Leadership
Brian Daniels, M.D.
Brian Daniels, M.D.
Senior Vice President, Global Development and Medical Affairs, R&D
 

Brian Daniels is senior vice president, Global Development & Medical Affairs, and a member of the Senior Management Team, the company’s most senior leadership group. In this position, he helps drive the company’s focus on science and medicine as a central strategy of our next-generation BioPharma vision.

Pharmaceutical R&D is a long and complex process,” says Brian. “My role is to make the internal workings as simple as possible so that good, bright people can make substantial contributions to patient care. Our goal is to produce medicines that change the standard of care in a meaningful way for physicians, provide economic value to payers and, most importantly, help patients prevail over serious diseases.”

Brian joined Bristol-Myers Squibb in 2000 as vice president of the Immunology, Pulmonary and Dermatology therapeutic area, where he provided strategic oversight and led the early development of compounds including ORENCIA and belatacept.

In 2002, Brian was promoted to vice president, Full Development, providing leadership to the development of six key clinical programs including REYATAZ and BARACLUDE. He also led efforts to improve productivity and to standardize and integrate the global execution of clinical trials as vice president of Global Development Operations. He was appointed senior vice president, Global Clinical Development in 2004, and to his current position in March 2008.

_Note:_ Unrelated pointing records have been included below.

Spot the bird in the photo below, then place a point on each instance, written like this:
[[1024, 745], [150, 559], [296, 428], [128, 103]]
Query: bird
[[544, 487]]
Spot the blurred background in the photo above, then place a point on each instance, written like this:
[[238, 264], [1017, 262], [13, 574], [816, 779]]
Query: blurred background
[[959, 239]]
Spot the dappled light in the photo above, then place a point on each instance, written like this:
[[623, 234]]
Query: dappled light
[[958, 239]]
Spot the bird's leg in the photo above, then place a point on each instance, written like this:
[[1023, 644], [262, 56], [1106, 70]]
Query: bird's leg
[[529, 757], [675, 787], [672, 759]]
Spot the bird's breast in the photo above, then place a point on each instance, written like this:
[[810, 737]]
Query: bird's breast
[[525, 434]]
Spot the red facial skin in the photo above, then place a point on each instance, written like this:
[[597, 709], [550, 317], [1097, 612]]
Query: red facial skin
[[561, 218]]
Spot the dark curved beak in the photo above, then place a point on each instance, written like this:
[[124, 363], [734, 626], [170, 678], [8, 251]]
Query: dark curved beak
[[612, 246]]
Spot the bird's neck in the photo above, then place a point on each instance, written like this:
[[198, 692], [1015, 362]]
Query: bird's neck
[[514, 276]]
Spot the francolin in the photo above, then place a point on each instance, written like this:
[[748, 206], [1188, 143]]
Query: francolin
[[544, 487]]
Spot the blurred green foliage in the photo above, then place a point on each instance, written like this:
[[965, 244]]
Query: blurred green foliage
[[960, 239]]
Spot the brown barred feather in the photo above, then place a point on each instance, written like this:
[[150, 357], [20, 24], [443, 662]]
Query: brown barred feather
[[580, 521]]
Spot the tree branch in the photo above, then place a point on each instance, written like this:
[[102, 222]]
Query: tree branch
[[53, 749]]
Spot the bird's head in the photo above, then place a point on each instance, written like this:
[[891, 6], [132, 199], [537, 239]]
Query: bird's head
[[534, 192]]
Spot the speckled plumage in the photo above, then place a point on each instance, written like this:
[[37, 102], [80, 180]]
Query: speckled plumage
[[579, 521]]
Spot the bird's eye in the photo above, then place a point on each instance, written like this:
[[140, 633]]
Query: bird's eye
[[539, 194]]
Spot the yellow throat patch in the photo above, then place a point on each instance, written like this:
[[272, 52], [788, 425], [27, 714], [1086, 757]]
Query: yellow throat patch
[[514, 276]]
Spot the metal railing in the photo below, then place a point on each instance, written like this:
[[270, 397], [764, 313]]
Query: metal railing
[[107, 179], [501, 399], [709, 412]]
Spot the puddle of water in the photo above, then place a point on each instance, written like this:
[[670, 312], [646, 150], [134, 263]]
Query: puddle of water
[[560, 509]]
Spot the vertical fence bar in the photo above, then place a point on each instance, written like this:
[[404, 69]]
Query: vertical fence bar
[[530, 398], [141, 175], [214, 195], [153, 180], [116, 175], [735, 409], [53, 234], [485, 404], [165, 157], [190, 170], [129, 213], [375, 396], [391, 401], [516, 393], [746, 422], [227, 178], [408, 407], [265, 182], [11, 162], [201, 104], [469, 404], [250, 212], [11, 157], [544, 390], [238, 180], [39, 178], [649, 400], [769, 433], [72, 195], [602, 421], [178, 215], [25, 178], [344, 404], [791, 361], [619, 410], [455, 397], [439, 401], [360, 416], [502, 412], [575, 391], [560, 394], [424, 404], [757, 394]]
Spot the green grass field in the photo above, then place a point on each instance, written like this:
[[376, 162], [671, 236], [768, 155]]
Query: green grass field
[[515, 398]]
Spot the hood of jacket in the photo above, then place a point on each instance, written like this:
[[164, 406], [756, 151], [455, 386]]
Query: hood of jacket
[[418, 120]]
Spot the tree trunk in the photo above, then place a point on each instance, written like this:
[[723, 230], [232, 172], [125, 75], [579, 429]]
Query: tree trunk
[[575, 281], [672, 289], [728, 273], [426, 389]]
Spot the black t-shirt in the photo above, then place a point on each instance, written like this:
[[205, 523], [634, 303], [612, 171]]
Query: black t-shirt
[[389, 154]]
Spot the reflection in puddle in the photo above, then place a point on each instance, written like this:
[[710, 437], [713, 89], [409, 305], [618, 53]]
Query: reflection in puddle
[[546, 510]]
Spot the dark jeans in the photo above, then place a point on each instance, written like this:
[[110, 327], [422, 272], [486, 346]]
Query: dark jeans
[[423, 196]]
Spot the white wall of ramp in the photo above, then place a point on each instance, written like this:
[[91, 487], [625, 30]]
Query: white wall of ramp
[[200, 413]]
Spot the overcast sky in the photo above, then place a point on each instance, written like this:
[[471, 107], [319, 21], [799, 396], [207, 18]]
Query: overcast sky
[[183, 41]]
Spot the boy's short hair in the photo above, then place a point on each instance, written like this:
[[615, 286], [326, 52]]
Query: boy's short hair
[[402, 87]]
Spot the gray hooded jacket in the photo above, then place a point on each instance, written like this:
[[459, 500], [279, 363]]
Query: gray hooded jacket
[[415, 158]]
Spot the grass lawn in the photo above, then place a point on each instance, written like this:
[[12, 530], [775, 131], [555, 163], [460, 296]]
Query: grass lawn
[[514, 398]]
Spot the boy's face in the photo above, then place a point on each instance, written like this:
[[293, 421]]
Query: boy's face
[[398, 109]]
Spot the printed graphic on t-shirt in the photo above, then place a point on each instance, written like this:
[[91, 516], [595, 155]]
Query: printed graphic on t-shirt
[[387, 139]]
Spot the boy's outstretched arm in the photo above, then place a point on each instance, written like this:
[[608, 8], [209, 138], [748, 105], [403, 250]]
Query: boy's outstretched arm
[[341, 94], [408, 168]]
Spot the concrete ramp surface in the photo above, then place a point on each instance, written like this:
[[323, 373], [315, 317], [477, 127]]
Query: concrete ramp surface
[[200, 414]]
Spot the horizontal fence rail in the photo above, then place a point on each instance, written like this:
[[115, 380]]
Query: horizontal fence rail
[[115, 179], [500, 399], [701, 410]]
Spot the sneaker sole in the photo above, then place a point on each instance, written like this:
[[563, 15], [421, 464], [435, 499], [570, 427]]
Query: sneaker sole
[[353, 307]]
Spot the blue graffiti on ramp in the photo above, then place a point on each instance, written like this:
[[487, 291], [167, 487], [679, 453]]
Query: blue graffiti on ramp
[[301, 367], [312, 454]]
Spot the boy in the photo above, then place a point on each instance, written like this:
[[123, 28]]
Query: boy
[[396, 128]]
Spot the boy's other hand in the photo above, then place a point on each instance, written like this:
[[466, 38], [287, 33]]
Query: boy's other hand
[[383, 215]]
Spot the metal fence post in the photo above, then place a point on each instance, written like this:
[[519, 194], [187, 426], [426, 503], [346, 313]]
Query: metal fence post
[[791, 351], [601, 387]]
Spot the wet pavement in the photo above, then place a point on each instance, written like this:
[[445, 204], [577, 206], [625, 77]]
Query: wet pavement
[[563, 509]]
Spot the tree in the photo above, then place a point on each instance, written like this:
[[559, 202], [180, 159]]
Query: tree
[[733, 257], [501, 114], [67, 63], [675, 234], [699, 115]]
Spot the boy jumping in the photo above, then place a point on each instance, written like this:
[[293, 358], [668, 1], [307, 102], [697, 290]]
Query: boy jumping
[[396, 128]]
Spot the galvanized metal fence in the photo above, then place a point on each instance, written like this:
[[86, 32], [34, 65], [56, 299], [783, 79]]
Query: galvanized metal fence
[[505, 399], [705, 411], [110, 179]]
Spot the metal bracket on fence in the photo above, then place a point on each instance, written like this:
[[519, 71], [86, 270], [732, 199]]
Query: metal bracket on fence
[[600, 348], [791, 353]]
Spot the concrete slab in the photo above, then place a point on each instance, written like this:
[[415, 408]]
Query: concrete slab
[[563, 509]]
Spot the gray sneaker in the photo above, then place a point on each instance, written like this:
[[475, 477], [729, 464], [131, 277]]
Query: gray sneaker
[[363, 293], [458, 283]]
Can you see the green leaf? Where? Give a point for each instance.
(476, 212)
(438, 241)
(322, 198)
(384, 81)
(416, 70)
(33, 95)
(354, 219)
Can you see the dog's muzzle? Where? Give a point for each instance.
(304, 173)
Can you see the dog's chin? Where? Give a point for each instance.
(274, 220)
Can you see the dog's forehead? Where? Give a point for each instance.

Prior to joining Bristol-Myers Squibb, Brian spent four years at Merck Research Laboratories in clinical research, where he held the role of senior director, Pulmonary and Immunology. He has also worked in clinical research at Genentech.

Brian is married with two teenage children, a boy and a girl. Next to spending time with his family, what he enjoys most is gardening. “It’s sort of like simplified drug development,” he says. “It takes a lot of careful tending to develop a great garden. But when you’re successful, it’s a beautiful thing.”

Brian holds bachelor’s and master’s degrees in biology from the Massachusetts Institute of Technology and a medical degree from Washington University School of Medicine. He received training in internal medicine at New York Hospital and in rheumatology at the University of California in San Francisco.